IDOMENEO, RE DI CRETA OISEAUX

Livret de Giambattista Varesco

Idomeneo : Perry Sommers
Idamante : Krista de Silva
Ilia : Frédéricka Petit-Homme
Elettra : Ashley Becker
Arbace : Marc Poulin
Gran Sacerdote : Joshua Graves
Nettuno : Karel-Martin Ludvik

Orchestre symphonique de McGill
Thomas Muraco, direction

Guillermo Silva-Marin, metteur en scène
Vincent Lefèvre, scénographe
Luc Prairie, éclairages
Mireille Vachon, costumes

Montréal, Pavillon Strathcona de musique
Représentation du 31 janvier 2004



Au vu de sa discographie et de sa présence au répertoire des grandes maisons d'opéra, on en conviendra aisément : Idomeneo n'est pas l'opéra le plus populaire du divin Mozart. Parmi les griefs souvent adressés à cet opéra de jeunesse, figurent sa longueur (près de trois heures), la place démesurée accordée aux récitatifs et l'absence de grands airs. Si l'on y ajoute des mises en scène façon grand-guignol, comme celle du Palais Garnier il y a deux ans, on comprend la relative méfiance du public vis-à-vis de cette oeuvre. Cependant, les Montréalais, en se pressant en nombre à la salle Pollack cette semaine, ne se sont heureusement pas arrêtés aux arguments déjà évoqués et trop souvent relayés par une presse paresseuse. Oui, Idomeneo, à l'instar de La Clemenza di Tito, peut être considéré comme un authentique chef d'oeuvre mozartien : le fait que des chanteurs de toute tessiture et de tous horizons comme Luciano Pavarotti, Barbara Frittoli, Jane Eaglen, Natalie Dessay ou Susan Graham en aient gravé des extraits dans leurs récents récitals au disque est un signe manifeste du regain d'intérêt pour des arias qui annoncent déjà les oeuvres de la maturité. Quant à l'intrigue, si elle reste relativement statique, elle permet d'introduire des thèmes éminemment mozartiens et des personnages fouillés chez qui la haine destructrice n'est jamais bien loin de la passion ardente et du pardon final.

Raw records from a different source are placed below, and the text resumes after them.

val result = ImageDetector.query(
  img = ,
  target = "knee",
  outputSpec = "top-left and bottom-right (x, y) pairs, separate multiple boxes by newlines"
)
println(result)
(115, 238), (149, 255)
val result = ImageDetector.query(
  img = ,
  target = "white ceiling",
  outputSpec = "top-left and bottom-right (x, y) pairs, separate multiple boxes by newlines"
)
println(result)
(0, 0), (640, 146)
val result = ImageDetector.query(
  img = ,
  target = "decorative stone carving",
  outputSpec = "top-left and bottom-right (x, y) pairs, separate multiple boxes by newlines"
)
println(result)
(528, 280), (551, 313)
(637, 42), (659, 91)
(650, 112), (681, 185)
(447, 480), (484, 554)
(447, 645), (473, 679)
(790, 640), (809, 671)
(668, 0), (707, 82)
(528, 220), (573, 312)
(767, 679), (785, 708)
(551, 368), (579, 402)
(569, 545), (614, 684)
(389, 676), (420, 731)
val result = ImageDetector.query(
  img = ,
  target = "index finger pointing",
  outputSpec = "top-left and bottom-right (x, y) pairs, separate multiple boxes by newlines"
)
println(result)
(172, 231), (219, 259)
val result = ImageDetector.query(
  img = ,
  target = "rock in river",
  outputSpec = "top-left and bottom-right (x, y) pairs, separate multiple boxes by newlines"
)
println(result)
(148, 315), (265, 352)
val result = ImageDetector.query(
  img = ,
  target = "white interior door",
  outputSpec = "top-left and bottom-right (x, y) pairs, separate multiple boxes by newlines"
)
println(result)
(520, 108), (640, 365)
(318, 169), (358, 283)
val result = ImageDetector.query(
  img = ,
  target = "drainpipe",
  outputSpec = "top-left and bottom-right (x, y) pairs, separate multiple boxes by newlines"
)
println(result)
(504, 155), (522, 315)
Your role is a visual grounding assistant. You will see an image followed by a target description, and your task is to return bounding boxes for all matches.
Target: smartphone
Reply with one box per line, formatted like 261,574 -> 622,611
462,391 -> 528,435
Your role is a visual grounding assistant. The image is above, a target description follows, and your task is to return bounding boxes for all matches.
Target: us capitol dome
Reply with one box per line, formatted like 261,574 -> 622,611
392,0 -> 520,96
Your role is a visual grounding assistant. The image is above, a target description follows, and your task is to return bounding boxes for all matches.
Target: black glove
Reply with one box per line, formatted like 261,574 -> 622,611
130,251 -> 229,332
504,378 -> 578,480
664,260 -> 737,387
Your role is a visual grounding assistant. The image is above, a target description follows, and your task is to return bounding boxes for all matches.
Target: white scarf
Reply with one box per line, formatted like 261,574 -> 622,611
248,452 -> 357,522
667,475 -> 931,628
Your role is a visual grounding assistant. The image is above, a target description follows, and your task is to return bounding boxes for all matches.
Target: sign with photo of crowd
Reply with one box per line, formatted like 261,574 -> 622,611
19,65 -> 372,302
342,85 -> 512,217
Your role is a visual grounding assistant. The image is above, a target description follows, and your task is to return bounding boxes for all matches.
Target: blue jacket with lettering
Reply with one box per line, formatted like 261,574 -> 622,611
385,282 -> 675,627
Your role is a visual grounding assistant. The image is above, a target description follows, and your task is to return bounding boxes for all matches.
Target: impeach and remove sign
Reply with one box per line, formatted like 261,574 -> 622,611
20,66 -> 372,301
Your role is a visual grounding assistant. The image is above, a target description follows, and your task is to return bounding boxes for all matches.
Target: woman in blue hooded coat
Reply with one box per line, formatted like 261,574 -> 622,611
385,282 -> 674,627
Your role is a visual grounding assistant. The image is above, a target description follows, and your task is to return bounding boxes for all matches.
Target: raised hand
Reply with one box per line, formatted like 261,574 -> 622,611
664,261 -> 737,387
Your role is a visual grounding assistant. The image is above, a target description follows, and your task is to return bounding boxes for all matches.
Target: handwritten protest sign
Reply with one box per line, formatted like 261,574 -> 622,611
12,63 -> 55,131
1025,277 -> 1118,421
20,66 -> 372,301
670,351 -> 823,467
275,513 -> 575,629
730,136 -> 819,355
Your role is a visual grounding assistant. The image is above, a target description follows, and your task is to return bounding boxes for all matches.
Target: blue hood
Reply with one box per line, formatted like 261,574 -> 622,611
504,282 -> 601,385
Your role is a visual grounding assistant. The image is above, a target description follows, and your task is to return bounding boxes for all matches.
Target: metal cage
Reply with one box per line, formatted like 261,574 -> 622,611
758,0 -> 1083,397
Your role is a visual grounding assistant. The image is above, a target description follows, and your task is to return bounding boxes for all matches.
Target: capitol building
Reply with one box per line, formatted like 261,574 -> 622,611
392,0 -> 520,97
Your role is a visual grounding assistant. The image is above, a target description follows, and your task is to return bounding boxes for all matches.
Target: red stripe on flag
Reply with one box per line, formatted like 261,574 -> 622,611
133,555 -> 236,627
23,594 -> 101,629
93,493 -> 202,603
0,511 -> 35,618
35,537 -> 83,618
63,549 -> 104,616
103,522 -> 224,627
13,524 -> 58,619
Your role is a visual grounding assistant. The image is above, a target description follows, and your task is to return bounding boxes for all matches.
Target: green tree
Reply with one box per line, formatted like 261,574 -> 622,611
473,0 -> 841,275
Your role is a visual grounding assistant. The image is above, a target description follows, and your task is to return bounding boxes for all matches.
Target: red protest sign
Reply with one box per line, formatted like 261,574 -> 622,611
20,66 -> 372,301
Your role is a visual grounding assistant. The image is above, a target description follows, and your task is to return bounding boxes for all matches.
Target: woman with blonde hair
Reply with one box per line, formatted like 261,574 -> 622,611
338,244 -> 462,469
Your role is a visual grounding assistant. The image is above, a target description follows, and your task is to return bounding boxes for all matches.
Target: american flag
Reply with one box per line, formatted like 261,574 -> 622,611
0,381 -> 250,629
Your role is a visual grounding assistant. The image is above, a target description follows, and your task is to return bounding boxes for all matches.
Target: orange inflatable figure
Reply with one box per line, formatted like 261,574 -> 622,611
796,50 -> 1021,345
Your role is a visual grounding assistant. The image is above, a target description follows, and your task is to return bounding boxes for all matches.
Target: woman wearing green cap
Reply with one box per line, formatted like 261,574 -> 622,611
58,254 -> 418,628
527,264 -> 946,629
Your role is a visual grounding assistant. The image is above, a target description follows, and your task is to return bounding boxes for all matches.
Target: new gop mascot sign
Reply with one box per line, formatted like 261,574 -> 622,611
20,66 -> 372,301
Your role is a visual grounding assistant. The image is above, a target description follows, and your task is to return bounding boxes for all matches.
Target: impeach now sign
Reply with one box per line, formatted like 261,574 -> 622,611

Les productions d'opéra étudiantes sont monnaie courante à Montréal : est-ce parce que nos attentes artistiques sont moindres par rapport aux maisons d'opéra traditionnelles ? Toujours est-il qu'on sort très enthousiaste de ces représentations juvéniles : après un Don Giovanni et un Retour d'Ulysse l'an dernier qui ont bénéficié de quelques excellentes prestations dignes de véritables professionnels, le département de musique de McGill University frappe encore très fort : avec des moyens limités, les étudiants se payent en effet le luxe de représenter Idomeneo pour la première fois à Montréal avec deux distributions différentes (excusez du peu !) sur quatre soirs ! Malgré l'absence de sous-titres, la direction d'acteurs, d'une grande lisibilité, permet de suivre sans problème le déroulement de l'intrigue tout en nous captivant. Les costumes, traditionnels, aux couleurs chatoyantes, sont bien choisis et évitent le kitsch façon "péplum hollywoodien". Les lumières ponctuent admirablement l'action, en particulier pendant les scènes de tempête ou d'évocation du monstre marin (dont Guillermo Silva-Marin nous fait grâce de la représentation picturale... ouf !).

Côté vocal, seuls les deux ténors demeurent échoués sur le rivage de la Crète : le nombre de chanteurs capables de rendre justice au crucifiant rôle-titre se comptant actuellement sur les doigts d'une main, on pardonnera aisément à Perry Sommers d'être dépassé par les exigences de "Fuor del mar". En Arbace, Marc Poulin semble lui aussi un peu fragile, malgré une bonne technique vocale. Karel-Martin Ludvik, en revanche, déjà remarqué dans Le Retour d'Ulysse l'an dernier, possède des assises dans le grave fort impressionnantes pour son jeune âge. On est plus à la fête avec les dames : Frédéricka Petit-Homme est une Ilia convaincante scéniquement et vocalement : on pardonnera aisément quelques aigus parfois criés et à la limite de la justesse. Ashley Becker, dont le costume fait irrésistiblement songer à ces créatures bizarres sorties de la Guerre des Étoiles, ne fait qu'une bouchée du rôle complexe et souvent caricaturé d'Elettra ; une interprétation toute en finesse et un legato intéressant compensent une émission parfois un peu métallique (ce qui n'est pas nécessairement en contradiction avec le rôle par ailleurs). On regrette dès lors de ne pas avoir entendu dans son intégralité son air final "O smania, o furie". La plupart des participants à cette production commencent à avoir un répertoire de rôles assez vaste ; tel n'était pas le cas de Krista de Silva, alternant avec Valérie Arboit, excellente Pénélope l'an dernier : la jeune mezzo assure avec une mâle assurance le rôle d'Idamante et des audaces dans l'ornementation de "Non ho colpa" dignes d'une professionnelle. Avec un peu plus de nuances, ce serait parfait. On croit déceler chez cette jeune chanteuse un embryon de contralto rossinien : l'avenir dira si elle doit suivre les pas d'une Daniela Barcellona...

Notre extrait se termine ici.